Le lithium a le même devenir que l'ion Na+ dans l'organisme. Sa demi-vie est de 24 heures. Il est complètement résorbé au niveau digestif et non lié aux protéines, il diffuse donc dans l'eau totale.
La demi-vie de la carbamazépine est de 36 h alors que celle du valproate est de 15 à 17 heures et la concentration plasmatique d’équilibre est atteinte en 3 à 4 jours.
Les caractéristiques pharmacocinétiques du valpromide sont proches de celle du valproate.
La concentration sérique maximale est atteinte en moyenne après 24 heures et l’obtention d’un taux stable demande environ 48 h L’élimination du lithium, de la carbamazépine du valpromide ou du valproate est principalement urinaire.
Source de la variabilité de la réponse
Chez les sujets âgés la posologie de lithium doit être plus faible et plus progressive.
Situations à risque ou déconseillées
Les normothymiques sont contre-indiqués en cas d’insuffisance rénale (relative), de pathologie cardio-vasculaire et rénale, de déshydratation et dans les situations de déplétion sodée (se méfier de la transpiration, des régimes amaigrissants, diurétiques, diarrhées, vomissements) et lors d’association avec les AINS pouvant entraîner une augmentation du lithium.
De même que l’association du lithium et des électrochocs est contre-indiquée, l’association de cette même classe médicamenteuse avec un neuroleptique peut entraîner parfois confusions et augmentation de la lithiémie.
Précautions d’emploi
Avant l’instauration d’un traitement par lithium, un bilan clinique et biologique (rénal thyroïdien, cardiaque, hématologique notamment) est nécessaire.
Du fait d’une modification de la repolarisation, le lithium doit être utilisé avec prudence dans le cas de pathologie cardio-vasculaire. En raison d’une forte concentration du lithium dans le lait, l’allaitement est contre-indiqué (forte concentration).
Lors d’un traitement par du valpromide ou de valproate, un contrôle impératif du bilan hépatique doit être pratiqué avant le début du traitement puis une surveillance périodique et en fin de traitement.
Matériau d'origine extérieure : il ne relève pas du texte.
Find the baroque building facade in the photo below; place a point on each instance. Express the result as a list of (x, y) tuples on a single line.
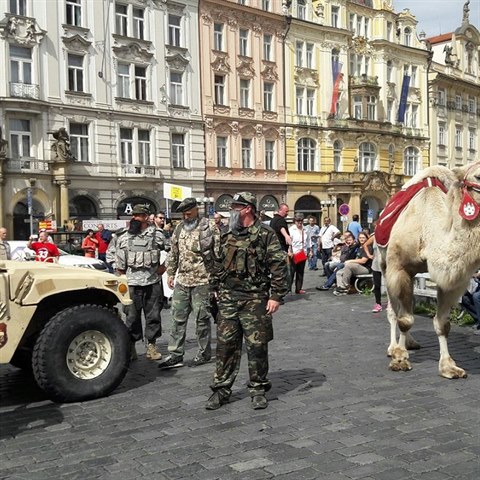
[(357, 123), (100, 105), (243, 100), (454, 81)]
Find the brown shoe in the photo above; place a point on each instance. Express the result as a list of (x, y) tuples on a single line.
[(152, 352)]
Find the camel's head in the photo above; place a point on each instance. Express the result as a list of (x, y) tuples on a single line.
[(469, 182)]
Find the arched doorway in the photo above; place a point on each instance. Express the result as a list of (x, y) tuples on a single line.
[(21, 219), (309, 205)]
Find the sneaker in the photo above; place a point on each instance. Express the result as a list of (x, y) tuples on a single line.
[(216, 400), (197, 361), (152, 352), (259, 402), (171, 362)]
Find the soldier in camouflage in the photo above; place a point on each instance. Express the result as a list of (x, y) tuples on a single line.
[(192, 245), (252, 278), (137, 254)]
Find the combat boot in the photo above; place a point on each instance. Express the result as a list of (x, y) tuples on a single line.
[(152, 352)]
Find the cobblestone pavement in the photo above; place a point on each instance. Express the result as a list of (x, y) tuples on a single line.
[(336, 411)]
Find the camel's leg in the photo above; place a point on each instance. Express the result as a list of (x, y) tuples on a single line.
[(445, 300), (400, 293)]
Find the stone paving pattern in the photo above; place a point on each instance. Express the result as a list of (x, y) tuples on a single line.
[(336, 411)]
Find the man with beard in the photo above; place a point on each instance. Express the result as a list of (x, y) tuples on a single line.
[(192, 246), (251, 275), (137, 255)]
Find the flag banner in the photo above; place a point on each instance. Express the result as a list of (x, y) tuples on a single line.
[(403, 99), (337, 78)]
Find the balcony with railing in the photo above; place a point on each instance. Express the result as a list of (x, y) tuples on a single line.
[(27, 165), (24, 90)]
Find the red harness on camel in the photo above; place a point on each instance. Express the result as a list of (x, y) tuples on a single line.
[(468, 210)]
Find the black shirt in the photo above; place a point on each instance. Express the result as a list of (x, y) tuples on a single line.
[(277, 223)]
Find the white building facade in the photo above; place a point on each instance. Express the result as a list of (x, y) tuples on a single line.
[(122, 78)]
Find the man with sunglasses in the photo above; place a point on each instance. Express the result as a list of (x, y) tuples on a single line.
[(251, 281)]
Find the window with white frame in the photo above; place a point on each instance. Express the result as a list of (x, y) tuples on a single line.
[(310, 101), (222, 159), (20, 138), (144, 147), (243, 42), (268, 97), (442, 138), (411, 162), (267, 47), (244, 93), (299, 99), (174, 30), (178, 150), (176, 88), (335, 16), (73, 12), (218, 36), (472, 139), (75, 73), (18, 7), (247, 153), (302, 9), (269, 155), (458, 137), (357, 107), (21, 64), (367, 157), (219, 89), (337, 155), (79, 141), (371, 107), (299, 54), (126, 146), (306, 151)]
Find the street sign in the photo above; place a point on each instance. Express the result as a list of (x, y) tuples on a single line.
[(344, 209)]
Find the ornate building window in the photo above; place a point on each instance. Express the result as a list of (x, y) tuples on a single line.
[(222, 152), (306, 151), (178, 150), (79, 141), (75, 73), (73, 12), (270, 155), (218, 36), (337, 156), (247, 153), (411, 164), (367, 157)]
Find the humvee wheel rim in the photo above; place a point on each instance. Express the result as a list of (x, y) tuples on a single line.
[(89, 354)]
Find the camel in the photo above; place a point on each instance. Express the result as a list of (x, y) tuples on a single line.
[(437, 232)]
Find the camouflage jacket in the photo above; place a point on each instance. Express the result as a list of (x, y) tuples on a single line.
[(252, 263), (187, 257), (139, 256)]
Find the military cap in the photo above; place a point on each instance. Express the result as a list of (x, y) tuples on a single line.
[(187, 205), (244, 198), (140, 210)]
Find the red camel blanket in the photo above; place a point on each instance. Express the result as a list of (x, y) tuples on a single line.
[(397, 204)]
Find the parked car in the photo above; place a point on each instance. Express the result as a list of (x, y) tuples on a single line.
[(22, 253)]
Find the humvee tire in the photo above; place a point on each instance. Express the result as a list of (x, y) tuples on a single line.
[(82, 353)]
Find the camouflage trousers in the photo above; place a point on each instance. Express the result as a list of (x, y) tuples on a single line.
[(240, 319), (186, 300), (149, 299)]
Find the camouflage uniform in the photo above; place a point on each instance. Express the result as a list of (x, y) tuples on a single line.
[(192, 289), (252, 268), (139, 256)]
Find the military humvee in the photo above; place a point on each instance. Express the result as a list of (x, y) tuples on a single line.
[(61, 323)]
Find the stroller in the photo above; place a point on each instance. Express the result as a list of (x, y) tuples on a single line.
[(466, 302)]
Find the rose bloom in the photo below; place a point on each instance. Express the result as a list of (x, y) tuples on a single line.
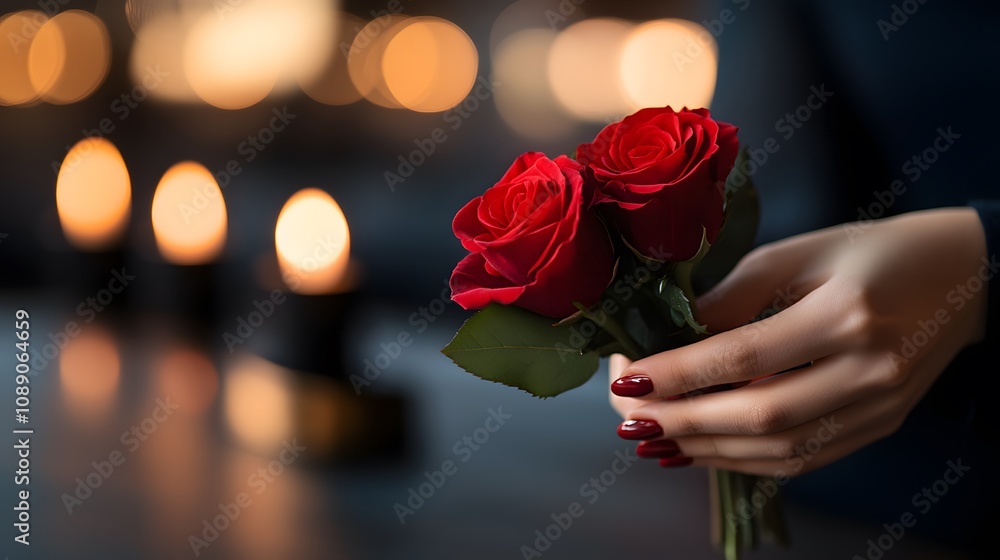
[(660, 176), (534, 242)]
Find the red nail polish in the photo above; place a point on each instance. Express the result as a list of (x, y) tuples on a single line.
[(632, 386), (670, 462), (639, 429), (658, 448)]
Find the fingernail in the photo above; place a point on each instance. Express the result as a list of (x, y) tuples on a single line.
[(658, 448), (671, 462), (639, 429), (632, 386)]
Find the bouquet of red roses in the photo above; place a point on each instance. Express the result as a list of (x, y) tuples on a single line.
[(571, 260)]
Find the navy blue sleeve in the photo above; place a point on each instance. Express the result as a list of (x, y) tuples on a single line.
[(989, 214)]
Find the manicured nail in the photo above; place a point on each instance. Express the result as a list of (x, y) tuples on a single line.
[(658, 448), (639, 429), (671, 462), (632, 386)]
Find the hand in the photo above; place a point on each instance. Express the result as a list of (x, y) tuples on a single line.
[(879, 310)]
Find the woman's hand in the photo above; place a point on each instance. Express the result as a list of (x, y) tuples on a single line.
[(879, 309)]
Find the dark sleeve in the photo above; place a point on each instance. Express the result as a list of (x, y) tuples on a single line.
[(989, 214)]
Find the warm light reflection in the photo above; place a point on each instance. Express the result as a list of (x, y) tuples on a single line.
[(93, 194), (669, 62), (526, 101), (312, 242), (69, 57), (189, 378), (319, 409), (581, 52), (257, 402), (235, 56), (364, 59), (16, 33), (430, 64), (89, 371), (332, 85), (189, 215)]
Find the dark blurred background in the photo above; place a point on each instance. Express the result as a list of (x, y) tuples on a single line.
[(220, 350)]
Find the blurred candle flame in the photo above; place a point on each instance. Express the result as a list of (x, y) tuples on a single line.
[(189, 215), (93, 194), (312, 242)]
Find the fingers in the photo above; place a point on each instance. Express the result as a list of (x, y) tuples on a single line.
[(616, 366), (766, 407), (799, 450), (807, 331), (769, 277)]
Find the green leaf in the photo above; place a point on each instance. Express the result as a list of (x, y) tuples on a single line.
[(678, 301), (510, 345), (738, 231)]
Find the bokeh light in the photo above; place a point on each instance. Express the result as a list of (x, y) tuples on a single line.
[(156, 62), (583, 69), (235, 56), (430, 64), (525, 100), (70, 57), (312, 242), (17, 31), (257, 403), (93, 194), (364, 59), (332, 85), (189, 215), (669, 62)]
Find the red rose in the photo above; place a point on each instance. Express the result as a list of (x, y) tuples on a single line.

L’instauration d’un traitement par lithium se fait, par ajustements successifs, afin d’atteindre la dose efficace, c’est à dire celle qui permet d’obtenir une lithiémie dans la fourchette thérapeutique (0.5 à 0.8 mmol/l) permettant l’obtention de l’effet thymorégulateur.
Effets indésirables
Les effets indésirables avec le lithium sont de trois ordres (tableau ci dessous) allant des incidents mineurs aux effets toxiques graves en passant par les effets tardifs. Il ne faut pas oublier le risque d’effets tératogènes.
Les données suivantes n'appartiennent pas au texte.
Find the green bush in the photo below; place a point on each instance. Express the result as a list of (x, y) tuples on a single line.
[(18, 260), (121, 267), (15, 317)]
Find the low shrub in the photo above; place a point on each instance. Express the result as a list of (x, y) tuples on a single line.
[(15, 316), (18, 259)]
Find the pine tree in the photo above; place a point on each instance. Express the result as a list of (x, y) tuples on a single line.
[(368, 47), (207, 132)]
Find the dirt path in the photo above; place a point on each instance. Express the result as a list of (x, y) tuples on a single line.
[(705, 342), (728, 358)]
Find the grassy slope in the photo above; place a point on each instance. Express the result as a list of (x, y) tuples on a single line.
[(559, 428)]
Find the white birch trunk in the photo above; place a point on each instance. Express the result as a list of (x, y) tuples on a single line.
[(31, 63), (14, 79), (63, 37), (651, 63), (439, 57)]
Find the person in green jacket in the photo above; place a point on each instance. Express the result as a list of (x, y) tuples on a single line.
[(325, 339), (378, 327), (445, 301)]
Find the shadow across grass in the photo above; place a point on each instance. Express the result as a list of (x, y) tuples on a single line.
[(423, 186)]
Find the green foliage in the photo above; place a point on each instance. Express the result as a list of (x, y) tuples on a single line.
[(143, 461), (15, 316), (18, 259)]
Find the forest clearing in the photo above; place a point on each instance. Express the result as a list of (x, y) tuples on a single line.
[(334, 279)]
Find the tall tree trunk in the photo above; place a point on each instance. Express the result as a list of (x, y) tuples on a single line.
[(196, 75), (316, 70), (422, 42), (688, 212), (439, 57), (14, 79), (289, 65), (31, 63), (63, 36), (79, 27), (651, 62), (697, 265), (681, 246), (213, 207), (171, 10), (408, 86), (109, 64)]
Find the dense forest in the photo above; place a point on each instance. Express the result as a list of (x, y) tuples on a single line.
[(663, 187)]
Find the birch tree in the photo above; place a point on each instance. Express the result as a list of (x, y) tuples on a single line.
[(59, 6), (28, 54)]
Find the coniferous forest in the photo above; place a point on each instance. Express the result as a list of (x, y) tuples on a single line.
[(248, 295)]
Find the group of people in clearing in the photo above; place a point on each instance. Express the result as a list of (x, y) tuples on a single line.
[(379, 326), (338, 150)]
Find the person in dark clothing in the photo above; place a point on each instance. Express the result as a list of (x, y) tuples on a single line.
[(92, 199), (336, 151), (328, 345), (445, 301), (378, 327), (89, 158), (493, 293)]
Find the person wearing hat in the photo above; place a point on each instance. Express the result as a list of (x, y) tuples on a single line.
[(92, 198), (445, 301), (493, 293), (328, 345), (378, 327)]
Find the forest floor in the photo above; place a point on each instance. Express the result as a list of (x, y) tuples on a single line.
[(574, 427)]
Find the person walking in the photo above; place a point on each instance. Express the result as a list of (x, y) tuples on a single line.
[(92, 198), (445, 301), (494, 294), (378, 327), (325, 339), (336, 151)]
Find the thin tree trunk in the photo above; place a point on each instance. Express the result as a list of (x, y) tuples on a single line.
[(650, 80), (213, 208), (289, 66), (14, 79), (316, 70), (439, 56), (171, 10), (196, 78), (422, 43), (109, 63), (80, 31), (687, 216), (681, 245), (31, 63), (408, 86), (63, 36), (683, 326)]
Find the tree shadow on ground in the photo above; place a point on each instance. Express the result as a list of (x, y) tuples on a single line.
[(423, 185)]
Avec les anticonvulsivants, des signes essentiellement neurologiques et psychiques s'observent fréquemment en début de traitement : somnolence, vertiges, anorexie, nausées, diarrhée, constipation, sécheresse de la bouche, troubles de l'accommodation, diplopie, céphalées, ataxie ainsi que confusion et agitation chez les personnes âgées.
Les effets indésirables de la carbamazépine à surveiller sont principalement les effets hématologiques (agranulocytose, thrombopénie) et hépatiques nécessitant un bilan pré-thérapeutique et un suivi régulier.
Surveillance des effets
Lors de la mise sous traitement, puis régulièrement, Lorsque des signes de surdosage apparaissent, il est nécessaire de doser la lithiémie en urgence. Des hémogrammes et bilans hépatiques seront réalisés avant le début du traitement par la carbamazépine, une fois par semaine le premier mois, puis devant tout signe clinique d’appel.